Friday, May 18, 2012


I sat in a British Fish and Chips shop today listening with delight as an Italian tenor sang passionately in the background. It seemed a perfect backdrop to a spontaneous lunch with my husband. Somehow the tenor's voice mingled with the decor of flags and linens made me think of Stuart McLean's fictional restaurant, Kenny Wong's Scottish Meat Pies.
As we ate, the new owner emerged from the kitchen and as soon as he spoke we understood the music. His accent was charmingly continental. His dark eyes sparkled as he spoke of fish and batter and his new restaurant.
He knew customers.
His friendliness and interest were genuine and heart warming.
He knew fish.
Ours was as fresh as the sea and crisply battered.
Grazie, amico mio....bring on the Tartar Sauce.

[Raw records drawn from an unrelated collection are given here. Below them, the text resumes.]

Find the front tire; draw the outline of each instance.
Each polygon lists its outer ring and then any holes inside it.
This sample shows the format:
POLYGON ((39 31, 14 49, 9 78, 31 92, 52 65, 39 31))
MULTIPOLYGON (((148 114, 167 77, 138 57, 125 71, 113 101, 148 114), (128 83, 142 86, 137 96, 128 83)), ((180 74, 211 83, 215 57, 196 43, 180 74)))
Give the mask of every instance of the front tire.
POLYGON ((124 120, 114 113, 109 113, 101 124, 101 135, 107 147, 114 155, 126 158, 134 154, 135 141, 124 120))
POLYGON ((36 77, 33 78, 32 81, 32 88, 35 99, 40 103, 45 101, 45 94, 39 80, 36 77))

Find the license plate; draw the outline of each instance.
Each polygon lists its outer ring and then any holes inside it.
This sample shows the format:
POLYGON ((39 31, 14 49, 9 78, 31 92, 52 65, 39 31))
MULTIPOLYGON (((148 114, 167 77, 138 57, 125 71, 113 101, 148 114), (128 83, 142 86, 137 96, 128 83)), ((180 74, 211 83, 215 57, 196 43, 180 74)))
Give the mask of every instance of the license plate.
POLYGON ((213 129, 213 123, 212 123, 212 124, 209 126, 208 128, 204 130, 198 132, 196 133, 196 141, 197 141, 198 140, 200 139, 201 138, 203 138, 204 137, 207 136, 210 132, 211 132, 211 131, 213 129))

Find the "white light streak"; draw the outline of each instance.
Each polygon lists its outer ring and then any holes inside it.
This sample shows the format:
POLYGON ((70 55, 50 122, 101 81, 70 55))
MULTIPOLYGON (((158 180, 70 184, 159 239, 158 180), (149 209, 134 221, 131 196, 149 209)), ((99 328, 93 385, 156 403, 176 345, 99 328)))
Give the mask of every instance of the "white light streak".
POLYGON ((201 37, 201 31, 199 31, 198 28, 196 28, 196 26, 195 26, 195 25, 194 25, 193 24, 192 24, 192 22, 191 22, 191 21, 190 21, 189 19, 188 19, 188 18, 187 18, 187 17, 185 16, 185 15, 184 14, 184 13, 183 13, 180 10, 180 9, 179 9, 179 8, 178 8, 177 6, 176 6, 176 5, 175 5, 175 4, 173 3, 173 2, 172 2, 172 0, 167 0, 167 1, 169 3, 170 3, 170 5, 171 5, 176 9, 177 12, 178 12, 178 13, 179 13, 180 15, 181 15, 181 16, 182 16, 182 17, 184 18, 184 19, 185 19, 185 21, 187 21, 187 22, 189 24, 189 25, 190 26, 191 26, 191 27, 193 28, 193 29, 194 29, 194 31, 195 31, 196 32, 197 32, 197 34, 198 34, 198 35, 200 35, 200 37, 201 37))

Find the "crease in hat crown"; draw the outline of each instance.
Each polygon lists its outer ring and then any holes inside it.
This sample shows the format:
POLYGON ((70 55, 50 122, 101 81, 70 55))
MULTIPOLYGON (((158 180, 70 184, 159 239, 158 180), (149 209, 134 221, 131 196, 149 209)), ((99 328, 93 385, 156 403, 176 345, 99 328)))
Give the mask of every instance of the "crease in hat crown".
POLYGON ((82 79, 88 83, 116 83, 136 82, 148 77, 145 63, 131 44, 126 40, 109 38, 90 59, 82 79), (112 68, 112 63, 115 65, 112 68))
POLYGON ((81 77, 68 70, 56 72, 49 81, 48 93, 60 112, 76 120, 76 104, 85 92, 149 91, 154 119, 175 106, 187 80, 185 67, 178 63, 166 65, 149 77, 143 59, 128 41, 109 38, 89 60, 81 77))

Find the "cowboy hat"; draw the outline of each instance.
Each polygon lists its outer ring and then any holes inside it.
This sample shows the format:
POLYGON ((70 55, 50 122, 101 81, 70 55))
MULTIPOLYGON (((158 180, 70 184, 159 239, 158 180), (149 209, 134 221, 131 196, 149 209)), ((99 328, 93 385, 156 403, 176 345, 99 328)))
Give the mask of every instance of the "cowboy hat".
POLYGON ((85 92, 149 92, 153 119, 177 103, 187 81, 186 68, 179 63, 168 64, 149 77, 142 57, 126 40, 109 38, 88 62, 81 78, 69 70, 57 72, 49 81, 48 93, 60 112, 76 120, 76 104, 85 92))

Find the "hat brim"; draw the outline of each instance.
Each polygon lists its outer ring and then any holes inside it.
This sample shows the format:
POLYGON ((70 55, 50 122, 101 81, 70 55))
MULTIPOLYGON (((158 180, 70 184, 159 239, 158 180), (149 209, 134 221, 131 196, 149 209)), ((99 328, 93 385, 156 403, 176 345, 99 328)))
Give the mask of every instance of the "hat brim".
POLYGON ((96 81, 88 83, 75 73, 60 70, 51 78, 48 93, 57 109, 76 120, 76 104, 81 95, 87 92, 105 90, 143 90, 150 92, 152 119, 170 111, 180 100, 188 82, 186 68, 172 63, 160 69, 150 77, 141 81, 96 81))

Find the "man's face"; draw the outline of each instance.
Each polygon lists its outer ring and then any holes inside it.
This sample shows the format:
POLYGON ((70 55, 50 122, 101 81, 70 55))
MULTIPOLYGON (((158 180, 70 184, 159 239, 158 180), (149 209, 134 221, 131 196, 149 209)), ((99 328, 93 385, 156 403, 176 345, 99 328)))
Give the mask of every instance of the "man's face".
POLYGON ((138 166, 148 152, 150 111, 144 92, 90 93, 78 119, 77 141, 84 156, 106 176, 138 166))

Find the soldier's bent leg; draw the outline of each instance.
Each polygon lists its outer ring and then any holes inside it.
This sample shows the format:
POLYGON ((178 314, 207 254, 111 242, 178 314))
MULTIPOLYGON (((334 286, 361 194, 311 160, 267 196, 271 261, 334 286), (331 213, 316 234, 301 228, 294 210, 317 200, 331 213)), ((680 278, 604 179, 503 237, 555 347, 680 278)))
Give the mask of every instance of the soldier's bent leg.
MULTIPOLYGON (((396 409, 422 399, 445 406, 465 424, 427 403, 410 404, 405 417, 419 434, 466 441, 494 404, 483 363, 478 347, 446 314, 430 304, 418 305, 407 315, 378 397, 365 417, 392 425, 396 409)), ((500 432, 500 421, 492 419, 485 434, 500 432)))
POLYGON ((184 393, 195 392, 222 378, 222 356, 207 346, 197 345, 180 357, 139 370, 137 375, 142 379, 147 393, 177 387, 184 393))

Sometimes I buy my husband a little treat when I do my grocery shopping. You know, something for the "inner child."
I'm a big believer in treats, and not just edible ones.
I've come to think of them as a sort of reward. A small celebration. There are so many note worthy moments in our lives that are worth celebrating.
And just as many moments that can be made more bearable with a little hit of happiness, a little treat.
My reward for being a brave girl at the dentist could be a trip to the Thrift Shop.
A doctors visit dictates a stop at the Quilt Shop.
And have you noticed how shared friendship often involves shared food.
At those times it's more about the conversation than the menu.
Surprises and treats and rewards; little things that make a big difference.

Wednesday, May 16, 2012


When you are a Bear of Very Little Brain, and you Think of Things, you find sometimes that a Thing which seemed very Thingish inside you is quite different when it gets out into the open and has other people looking at it.”
― A.A. Milne, Winnie-the-Pooh

Sunday, May 13, 2012

the water's fine

I made a gift of love with ulterior motives. Is there such a thing?
The gift was a mini-quilt for my niece.
My motive was joy.
That doesn't sound too ulterior does it, but it really was.
The joy I had in mind is the sort of life-long and abiding joy found in quilting...both for yourself and others.
I am hoping that my sister and her daughter will take that leap into the dark that all creativity requires.
I am hoping that upon seeing how easily joy can be made and shared, that they will want to jump in too, into the delight of quilting.
I imagine them standing on the shore watching me paddling about in a circle and splashing happily.
"Come on in!" I cry joyously.
The water's fine!!

Monday, May 7, 2012

thumbs up

We went for a walk late this afternoon and followed our feet. They lead us past the community gardens; raised beds basking in the warm sunlight. Gardeners had been at work. There were wooden stakes and stringed rows aplenty, carrot seedlings as thick as grass, radish and delicate lettuce. Although young, pepper plants and celery were recognizable, so distinct are their features.There were even gifts remaining from the previous year; chives and parsley and potato; hearty volunteers.
This year, our backyard is poised and at the ready. Raised beds are filled, awaiting the wielding of spade and rake. Radishes with names like French Breakfast and Easter Egg vie for space with Denver Half Longs, Lincoln Homesteader and Royal Burgundy Bush.
We are looking forward to gardening as the seasons turn, inspired by the collective green thumbs of our neighbors.

useful information

My daughter spent the morning surrounded by children. Not as in, "we have you surrounded, come out with your hands up!" although just as stimulating.
Books are always a hit with little children, and as my daughter read to her one year old nephew he listened attentively.
"A is for apple," my daughter announced, reading aloud.
"Oh," the little boy said, his voice edged with surprise.
"B is for ball," she continued.
"Oh," he responded, gratefully, as though she had given him a piece of very useful information.
And I suppose she had.
When you are one, it's all useful information.